Pod opieką kleryka Jarka 30 młodych wiekiem i duchem osób, w sobotę, wyruszyło na to modlitewne spotkanie. Zostaliśmy przydzieleni do parafii św. Ducha w Inowrocławiu. Tam wzięliśmy udział w adoracji Najświętszego Sakramentu, pracy w grupach, wspólnie z młodzieżą z Kruszwicy i Strzelna,
dzieląc się Słowem Bożym i projektując flagę Duszpasterstwa Młodzieży Wiosło, a także spotykając się przy stole. W parafii Zwiastowania Najświętszej Marii Panny wspólnie z tysiącem osób przybyłych z całej archidiecezji wzięliśmy udział we Mszy Świętej, sprawowanej przez wszystkich obecnych na spotkaniu kapłanów, pod przewodnictwem ks. Radosława Orchowicza. Było to też oficjalne pożegnanie ks.
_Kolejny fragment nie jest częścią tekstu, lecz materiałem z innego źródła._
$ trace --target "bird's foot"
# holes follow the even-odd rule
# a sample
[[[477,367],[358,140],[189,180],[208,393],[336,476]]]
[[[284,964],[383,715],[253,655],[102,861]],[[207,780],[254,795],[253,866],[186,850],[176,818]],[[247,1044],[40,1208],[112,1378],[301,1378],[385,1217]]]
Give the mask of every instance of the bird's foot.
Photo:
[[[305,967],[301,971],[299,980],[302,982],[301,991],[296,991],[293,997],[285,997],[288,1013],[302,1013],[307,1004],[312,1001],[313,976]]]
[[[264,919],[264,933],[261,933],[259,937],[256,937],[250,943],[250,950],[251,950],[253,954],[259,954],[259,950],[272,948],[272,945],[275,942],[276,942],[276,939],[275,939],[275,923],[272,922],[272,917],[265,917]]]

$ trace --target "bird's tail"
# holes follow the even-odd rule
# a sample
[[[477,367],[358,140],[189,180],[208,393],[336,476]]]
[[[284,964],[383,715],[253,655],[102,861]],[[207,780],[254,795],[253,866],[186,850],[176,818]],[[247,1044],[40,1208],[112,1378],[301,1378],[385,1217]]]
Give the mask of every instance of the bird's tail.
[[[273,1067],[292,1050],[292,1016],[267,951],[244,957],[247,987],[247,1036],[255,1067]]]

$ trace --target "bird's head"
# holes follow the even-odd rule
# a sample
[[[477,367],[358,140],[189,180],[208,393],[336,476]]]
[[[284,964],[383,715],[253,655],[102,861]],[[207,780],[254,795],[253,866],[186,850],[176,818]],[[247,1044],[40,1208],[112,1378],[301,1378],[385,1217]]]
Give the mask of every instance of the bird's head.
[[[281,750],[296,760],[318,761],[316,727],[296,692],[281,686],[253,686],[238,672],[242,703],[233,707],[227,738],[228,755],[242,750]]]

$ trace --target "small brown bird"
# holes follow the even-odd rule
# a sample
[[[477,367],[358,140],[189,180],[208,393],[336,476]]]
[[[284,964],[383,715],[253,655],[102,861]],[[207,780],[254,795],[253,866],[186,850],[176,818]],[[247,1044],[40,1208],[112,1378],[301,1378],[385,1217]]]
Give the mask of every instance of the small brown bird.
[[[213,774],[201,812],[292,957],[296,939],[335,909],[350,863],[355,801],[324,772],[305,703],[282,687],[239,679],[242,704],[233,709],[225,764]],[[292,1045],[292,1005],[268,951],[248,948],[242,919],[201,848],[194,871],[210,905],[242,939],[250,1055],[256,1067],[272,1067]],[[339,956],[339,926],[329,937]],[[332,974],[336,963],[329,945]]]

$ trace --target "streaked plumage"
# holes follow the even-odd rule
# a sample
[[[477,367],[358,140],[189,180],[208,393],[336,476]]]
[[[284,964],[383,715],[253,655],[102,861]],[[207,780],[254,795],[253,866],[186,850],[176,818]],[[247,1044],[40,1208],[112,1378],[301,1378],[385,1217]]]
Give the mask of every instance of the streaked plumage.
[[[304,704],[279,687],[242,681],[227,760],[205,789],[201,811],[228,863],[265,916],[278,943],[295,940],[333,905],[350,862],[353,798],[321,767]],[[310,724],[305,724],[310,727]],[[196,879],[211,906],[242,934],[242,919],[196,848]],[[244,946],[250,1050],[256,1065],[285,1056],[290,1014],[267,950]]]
Radka, dotychczasowego diecezjalnego duszpasterza młodzieży. Po posiłku na
terenie zespołu szkół katolickich, udaliśmy się w głośnym i kolorowym marszu na rynek, by tam odnowić przyrzeczenia chrzcielne oraz wysłuchać ludzi odpowiedzialnych za akcję „Nie wstydzę się Jezusa!” Chętni mogli zabrać ze sobą breloki, by w ten prosty sposób manifestować swoją wiarę. Całość wieńczył wspomniany na początku koncert ewangelizacyjny zespołu MATE.O. Inowrocławskie spotkanie było doskonałą okazją do dzielenia się swoimi doświadczeniami Boga, poznania nowych ludzi, twórczego wykorzystania wolnego czasu, a także do manifestacji wiary, która jak wielokrotnie podkreślano w trakcie spotkania, nie jest sprawą prywatną. Dziękujemy wszystkim, dzięki którym mieliśmy możliwość wzięcia udziału w Święcie Młodych.
Zakończę słowami, które były hasłem tegorocznego spotkania „Będę trwał w Was” – i dalej – „wy trwajcie we mnie” (J 15,4). Niezależnie od tego czy w Święcie Młodychudział braliśmy czy nie: Trwajmy! Choć na pewno nie będzie łatwo – próbujmy. I ta nasza nieustanna próba trwania będzie najpiękniejszym owocem tego – i każdego– radosnego święta.